Again, all of these things could be forgiven for being a huge chore, but the writing just is...lacking. Not only does it feel oddly out of place compared to Adventure Time, there's no writing charm either. None of the gags made me crack up laughing like the show frequently does, instead most of them are just kind of cute. They also have this odd habit of making a storyline reason for Jake to learn a power, but Finn learns something like the downthrust (Zelda II, again) out of opening a chest. The consistency from the show vanished.

Additionally, the lengths the game goes to put characters into the game starts to have serious dissonance with the show to anyone, not just the hardcore. The most egregious example of this is Earl of Lemongrab - in the show, there's no episode where he shows up that people like him. He only takes over after Princess Bubblegum no longer can be the Princess. So then why does she offhandedly mention that Lemongrab is running the investigation? And further, the bad guy is the Ice King, but he's been in the same category as Bowser as 'humorous once-bad guy turned mild annoyance,' so how am I expected to take him seriously as a villain? And why are Finn and Jake trying to fight him about their garbage? They handwave it as 'It's Adventure Time', but it feels out of place with the writing really missing the AT justifications. I don't understand how Pendelton Ward could have participated in this when they're so haphazard with the canon.

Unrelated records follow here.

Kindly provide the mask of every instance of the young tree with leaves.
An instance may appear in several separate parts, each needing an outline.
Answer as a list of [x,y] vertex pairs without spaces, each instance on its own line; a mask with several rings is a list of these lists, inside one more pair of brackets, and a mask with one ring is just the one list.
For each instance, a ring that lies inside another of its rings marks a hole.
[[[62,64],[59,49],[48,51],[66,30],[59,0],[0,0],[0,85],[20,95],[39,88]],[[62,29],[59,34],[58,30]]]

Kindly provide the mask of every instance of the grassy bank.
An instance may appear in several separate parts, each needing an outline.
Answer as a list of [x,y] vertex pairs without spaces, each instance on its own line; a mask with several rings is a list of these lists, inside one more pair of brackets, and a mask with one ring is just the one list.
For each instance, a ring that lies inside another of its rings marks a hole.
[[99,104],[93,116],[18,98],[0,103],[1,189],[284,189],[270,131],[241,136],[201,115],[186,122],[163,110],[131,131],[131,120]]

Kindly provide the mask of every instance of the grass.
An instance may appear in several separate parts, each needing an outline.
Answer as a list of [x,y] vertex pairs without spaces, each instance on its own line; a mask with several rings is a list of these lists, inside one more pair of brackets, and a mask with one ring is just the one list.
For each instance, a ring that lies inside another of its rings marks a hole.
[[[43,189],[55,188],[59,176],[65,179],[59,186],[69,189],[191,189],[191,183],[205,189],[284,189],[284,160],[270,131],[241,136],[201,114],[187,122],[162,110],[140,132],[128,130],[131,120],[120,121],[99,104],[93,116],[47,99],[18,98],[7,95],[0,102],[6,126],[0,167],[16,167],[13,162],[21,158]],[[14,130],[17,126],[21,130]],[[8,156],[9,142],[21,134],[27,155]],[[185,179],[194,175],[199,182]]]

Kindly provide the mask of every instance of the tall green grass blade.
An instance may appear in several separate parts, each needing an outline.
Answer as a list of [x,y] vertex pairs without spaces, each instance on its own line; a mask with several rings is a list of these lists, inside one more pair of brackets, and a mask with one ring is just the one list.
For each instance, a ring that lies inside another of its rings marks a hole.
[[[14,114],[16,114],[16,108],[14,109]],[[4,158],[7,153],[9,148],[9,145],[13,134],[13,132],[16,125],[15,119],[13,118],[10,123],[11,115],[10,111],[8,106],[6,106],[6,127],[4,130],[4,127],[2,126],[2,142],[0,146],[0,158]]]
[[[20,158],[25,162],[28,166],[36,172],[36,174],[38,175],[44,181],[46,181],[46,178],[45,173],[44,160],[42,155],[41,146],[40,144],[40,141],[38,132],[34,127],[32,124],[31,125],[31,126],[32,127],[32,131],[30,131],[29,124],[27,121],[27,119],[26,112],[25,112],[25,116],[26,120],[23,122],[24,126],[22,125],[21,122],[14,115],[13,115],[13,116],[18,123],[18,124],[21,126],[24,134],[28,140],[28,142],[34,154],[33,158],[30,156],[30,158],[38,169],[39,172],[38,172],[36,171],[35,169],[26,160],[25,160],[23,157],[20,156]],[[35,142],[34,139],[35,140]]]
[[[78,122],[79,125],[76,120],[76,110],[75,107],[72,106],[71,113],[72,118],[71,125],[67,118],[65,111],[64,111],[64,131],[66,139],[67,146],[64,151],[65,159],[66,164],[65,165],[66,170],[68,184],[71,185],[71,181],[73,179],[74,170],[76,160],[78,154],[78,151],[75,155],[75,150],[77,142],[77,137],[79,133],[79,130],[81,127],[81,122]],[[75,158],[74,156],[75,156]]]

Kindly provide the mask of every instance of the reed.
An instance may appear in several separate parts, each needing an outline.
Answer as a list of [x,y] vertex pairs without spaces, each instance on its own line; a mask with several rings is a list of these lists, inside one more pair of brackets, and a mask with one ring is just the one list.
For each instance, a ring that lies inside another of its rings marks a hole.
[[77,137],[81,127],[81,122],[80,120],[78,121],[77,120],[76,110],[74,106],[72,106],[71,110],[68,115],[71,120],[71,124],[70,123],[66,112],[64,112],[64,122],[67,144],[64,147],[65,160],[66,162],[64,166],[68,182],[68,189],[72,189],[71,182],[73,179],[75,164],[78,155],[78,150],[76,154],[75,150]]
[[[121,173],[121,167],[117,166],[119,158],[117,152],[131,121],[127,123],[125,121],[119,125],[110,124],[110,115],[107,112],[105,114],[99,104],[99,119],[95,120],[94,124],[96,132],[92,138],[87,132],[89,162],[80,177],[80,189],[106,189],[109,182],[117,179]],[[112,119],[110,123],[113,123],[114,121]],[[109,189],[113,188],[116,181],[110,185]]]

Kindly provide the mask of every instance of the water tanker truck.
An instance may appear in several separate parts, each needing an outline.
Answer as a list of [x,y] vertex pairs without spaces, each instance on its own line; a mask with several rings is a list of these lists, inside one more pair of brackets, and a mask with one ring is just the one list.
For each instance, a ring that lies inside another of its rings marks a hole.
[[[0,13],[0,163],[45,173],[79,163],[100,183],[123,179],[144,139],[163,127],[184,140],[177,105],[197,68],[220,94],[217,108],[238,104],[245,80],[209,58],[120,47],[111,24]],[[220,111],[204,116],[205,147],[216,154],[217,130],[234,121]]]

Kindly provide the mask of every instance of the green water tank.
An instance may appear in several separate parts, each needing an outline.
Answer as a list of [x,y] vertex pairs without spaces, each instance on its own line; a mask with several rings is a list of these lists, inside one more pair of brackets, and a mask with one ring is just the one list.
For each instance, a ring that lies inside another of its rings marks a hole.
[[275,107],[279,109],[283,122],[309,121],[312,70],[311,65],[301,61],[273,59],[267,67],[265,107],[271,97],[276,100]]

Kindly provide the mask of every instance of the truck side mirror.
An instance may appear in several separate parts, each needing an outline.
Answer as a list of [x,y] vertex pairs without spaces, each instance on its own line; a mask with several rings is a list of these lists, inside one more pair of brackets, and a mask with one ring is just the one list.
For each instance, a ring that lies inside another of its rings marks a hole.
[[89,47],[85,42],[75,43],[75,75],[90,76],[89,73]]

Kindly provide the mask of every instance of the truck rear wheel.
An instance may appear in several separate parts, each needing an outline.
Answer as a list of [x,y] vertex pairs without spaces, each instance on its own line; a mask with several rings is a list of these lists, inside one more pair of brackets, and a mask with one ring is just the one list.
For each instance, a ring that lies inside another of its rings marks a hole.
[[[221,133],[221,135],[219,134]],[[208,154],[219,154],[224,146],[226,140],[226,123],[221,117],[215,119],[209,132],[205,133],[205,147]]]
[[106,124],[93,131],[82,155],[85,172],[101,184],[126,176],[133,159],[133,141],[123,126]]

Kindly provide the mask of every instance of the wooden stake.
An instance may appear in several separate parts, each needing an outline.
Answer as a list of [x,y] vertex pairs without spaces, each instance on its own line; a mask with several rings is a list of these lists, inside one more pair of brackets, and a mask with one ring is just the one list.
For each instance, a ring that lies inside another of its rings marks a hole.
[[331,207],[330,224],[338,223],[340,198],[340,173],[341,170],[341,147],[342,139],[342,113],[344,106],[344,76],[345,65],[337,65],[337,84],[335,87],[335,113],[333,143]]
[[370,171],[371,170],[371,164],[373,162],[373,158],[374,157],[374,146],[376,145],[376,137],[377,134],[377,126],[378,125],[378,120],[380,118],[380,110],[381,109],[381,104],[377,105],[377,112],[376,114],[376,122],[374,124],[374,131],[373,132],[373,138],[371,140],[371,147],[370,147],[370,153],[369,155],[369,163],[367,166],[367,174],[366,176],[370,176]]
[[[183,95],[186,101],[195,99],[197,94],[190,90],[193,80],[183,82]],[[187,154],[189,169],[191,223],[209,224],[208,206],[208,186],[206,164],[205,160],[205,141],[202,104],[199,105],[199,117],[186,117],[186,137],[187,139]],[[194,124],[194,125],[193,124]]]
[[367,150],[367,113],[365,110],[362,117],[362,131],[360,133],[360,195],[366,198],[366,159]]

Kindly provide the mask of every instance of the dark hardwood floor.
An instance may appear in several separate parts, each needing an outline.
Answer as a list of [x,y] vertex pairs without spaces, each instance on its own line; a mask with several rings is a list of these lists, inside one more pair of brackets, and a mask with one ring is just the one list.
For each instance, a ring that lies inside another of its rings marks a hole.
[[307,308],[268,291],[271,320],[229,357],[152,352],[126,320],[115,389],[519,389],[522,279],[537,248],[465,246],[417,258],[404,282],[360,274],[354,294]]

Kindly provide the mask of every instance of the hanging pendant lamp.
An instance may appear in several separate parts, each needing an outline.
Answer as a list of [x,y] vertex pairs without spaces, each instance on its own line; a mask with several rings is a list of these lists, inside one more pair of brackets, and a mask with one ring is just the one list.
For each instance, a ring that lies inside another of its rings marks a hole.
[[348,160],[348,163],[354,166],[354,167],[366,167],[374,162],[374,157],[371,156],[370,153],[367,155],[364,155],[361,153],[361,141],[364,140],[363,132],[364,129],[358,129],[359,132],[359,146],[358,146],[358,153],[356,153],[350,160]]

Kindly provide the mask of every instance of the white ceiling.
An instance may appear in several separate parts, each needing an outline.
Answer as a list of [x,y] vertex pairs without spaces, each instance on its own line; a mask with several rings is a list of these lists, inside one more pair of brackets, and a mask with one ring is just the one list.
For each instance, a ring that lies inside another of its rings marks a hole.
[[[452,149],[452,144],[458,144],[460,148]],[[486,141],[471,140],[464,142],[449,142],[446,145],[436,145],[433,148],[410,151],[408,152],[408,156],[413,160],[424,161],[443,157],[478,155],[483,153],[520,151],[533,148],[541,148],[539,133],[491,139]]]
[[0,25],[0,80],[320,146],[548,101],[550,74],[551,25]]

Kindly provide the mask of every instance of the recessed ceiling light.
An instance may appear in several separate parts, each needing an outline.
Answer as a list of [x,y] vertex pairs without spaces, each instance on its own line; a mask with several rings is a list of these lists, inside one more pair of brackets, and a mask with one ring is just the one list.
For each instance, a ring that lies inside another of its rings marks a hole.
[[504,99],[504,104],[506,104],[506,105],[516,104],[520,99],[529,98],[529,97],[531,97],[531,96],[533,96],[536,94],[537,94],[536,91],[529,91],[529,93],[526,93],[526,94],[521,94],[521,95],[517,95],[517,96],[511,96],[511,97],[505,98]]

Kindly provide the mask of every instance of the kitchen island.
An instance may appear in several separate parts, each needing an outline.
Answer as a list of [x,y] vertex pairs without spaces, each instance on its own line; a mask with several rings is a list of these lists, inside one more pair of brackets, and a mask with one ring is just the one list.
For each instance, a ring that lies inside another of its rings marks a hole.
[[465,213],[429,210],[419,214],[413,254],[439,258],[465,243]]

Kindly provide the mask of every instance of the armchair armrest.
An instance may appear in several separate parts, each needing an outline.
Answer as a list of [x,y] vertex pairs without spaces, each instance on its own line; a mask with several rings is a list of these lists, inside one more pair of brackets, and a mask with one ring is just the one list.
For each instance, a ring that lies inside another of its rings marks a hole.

The game just feels so soulless, in every way. The visuals are nice, even if many events happen with a fade-out-fade-in rather than an animation, and the music is great, but everything else just misses the mark. The combat is boring, the dungeons are brainless, the writing can't even make you smile, the plot is threadbare, and the tenuous connections to the show barely exist.

It feels like this was not a labor of love from WayFoward, but instead from their publisher at Cartoon Network Interactive. As though the game was a product that a machine turned out after the entire series and a cartridge of Zelda II was dumped into it - wearing a mask, waving its wobbly arms, spouting "butts" and "mathematical!", begging you to mistake it for the real thing. No love was put into the game, and it shows horribly. I was hoping something with this much potential would be impressive, but it fails in every way it can.